Да, действительно, ничего не скажешь, симпатичная. Особенно на фоне прибоя, как на открытке. Но если бы на ее месте очутилась Лида! Пожалуй, ей море даже больше к лицу.
"А это вот заштормило, - показывал Борис на другую фотографию. - Баллов семь, не меньше".
Море пенилось, гривастые волны вскачь неслись к берегу, а Борис хоть бы что: стоит, грудью готовясь встретить удар. И все сказано одним, крепким, как морской ветер, словом "заштормило".
Здорово… А Борис уводил своим рассказом еще дальше, в сказочный ресторанчик на высокой горе, в котором сидят на экзотических пнях, пьют вино с неимоверно романтичным названием - "Черные глаза", закусывают шашлыком и любуются лазурным горизонтом, где небо сливается с морем. И если набраться терпения, там можно подстеречь знаменитый зеленый луч, который светит к счастью…
Ну и здоров же врать, а веришь каждому слову.
А потом… Потом, когда море становилось светлее неба, наступал вечер, начинались танцы. Утомленные пары под утомленными пальмами. "Три вечера подряд, - гордо произносил Борис, - я танцевал с Ассоль". "Почему только три?" Борис помялся и многозначительно сказал: "Увидела другой алый парус…"
Да, замечательное, ни с чем не сравнимое море на фотокарточках и в рассказах привез в Апрелевку Борис. И в последние свободные каникулы, в канун десятого класса, я чуть было не укатил вместе с ним. Перед моими доводами, вескость которых заключалась в том, что "Борис - вон сколько, а я ни разу!", уже капитулировала мать, вот-вот должен был сдаться отец. На Курском вокзале в предварительной кассе были заказаны билеты. Но…
"Придется отложить твое море, - вдруг сказал отец, - в жизни у тебя еще много будет морей. Давай-ка подсобим на сенокосе соседу. Староват стал, одному не управиться. Да и жена его прихварывает".
И откатились планы за тридевять земель, за тридевять морей. Дяде Леше надо было, конечно, помочь - все-таки лучший друг семьи, из тех, что роднее родственников. В тот день, когда Борис уже поглядывал в вагонное окно, на приморские пейзажи, мы ладили шалаш на лесной поляне, почему-то названной Машкиной сечью.

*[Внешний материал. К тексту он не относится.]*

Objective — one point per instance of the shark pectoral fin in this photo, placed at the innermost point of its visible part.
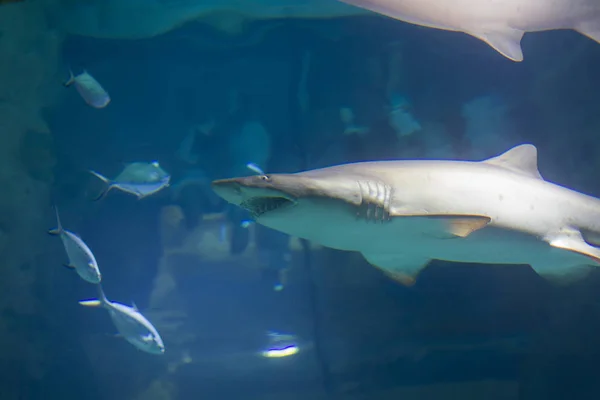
(456, 226)
(402, 268)
(462, 226)
(573, 240)
(590, 29)
(561, 274)
(506, 41)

"Не вешай носа, - сказал отец, - не прогадал, вот увидишь".
На зорьке, когда солнце еще карабкалось по веткам, чтобы взобраться на макушки дальнего леса, мы вышли втроем на поляну. На травах, набрякших росой, еще лежала сумеречность. И было так тихо, что можно было расслышать, как падают капли с листьев березы.
"Ну, начнем", - сказал отец и взмахнул косой. Звон косы, подсекающей траву, - особый звон, и слышал его лишь тот, кто держал косу в руках. Не сталь звенит, а колокольчики, васильки, ромашки перезваниваются и еще какие-то с неведомыми названиями цветы. И еще - серебряная струйка росы, стекающая по зеркальному лезвию косы.

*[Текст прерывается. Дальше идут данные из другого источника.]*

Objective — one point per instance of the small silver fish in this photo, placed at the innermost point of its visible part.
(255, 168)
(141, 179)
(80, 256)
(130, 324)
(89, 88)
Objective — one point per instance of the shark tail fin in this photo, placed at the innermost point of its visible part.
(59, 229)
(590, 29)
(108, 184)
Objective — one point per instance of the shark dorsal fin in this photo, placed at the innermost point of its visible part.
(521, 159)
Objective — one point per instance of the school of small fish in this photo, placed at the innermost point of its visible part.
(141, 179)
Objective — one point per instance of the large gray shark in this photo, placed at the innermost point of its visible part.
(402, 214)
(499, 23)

Я косил неумело, и отец, наверно, видел это, но молчал. Он шел впереди, впечатывая следы - прочные, тяжелые, в которые так и хотелось ступить, повторить их.
"Ты смотри, красотища-то! А?" - приговаривал он, оборачиваясь.
Солнце уже продралось сквозь колючие ветки ельника и глядело на нас, словно любопытствуя. Оно поднималось прямо на глазах, как огромный малиновый воздушный шар. Вот он укололся о вершину синей ели и вспыхнул. Мириадами разноцветных огоньков разбросало этот шар на поляне. Синие, рубиновые, изумрудные - на землю словно упала радуга.
"Роса горит, - сказал отец, - к хорошей погоде".
С первой электричкой приехали мать и тетя Лиза. Солнце стояло уже высоко, и теперь настала очередь ворошить ряды - они зелеными волнами тянулись через всю поляну. Мать легко переходила от валка к валку с граблями. И не разбрасывала траву, а словно расчесывала, взбивала чьи-то живые пряди. Глядя, как она весело орудует граблями, будто соревнуясь с подругой, подумал о том, что для матери это не просто сенокос - тяжелая, изнурительная работа, а праздник, которого мне пока не понять.
Две недели пробыли мы на Машкиной сечи. Обед варили у костра, пили ручьевую воду с комарами пополам. И за эти дни я как-то забыл про Борькину Хосту. Некогда было вспоминать.
"Ну как, доволен?" - спросил отец, когда мы вернулись домой.
"Хорошо", - ответил я. Но про себя подумал, что на следующее лето к морю все-таки доберусь.
И вот добрался. Море в полуметре, и того меньше, а вспомнил о сенокосе. Поистине хорошо там, где нас нет.
Первый раз мне суждено было увидеть море без пяти минут моряком. Подтянутый, будто перехваченный под тужуркой корсетом, мичман с усиками (почему-то все молодые мичманы носят усики!) построил нас, призывников, на вокзале и повел, как он выразился, к месту прохождения службы. Мы шли по улицам известного - на карте возле его названия отпечатан якорек - города, военно-морского порта. И мостовые, и тротуары, и дома - гранит и камень. Весь город поэтому похож на бронированный корабль. По мостовой мы шли, как по палубе.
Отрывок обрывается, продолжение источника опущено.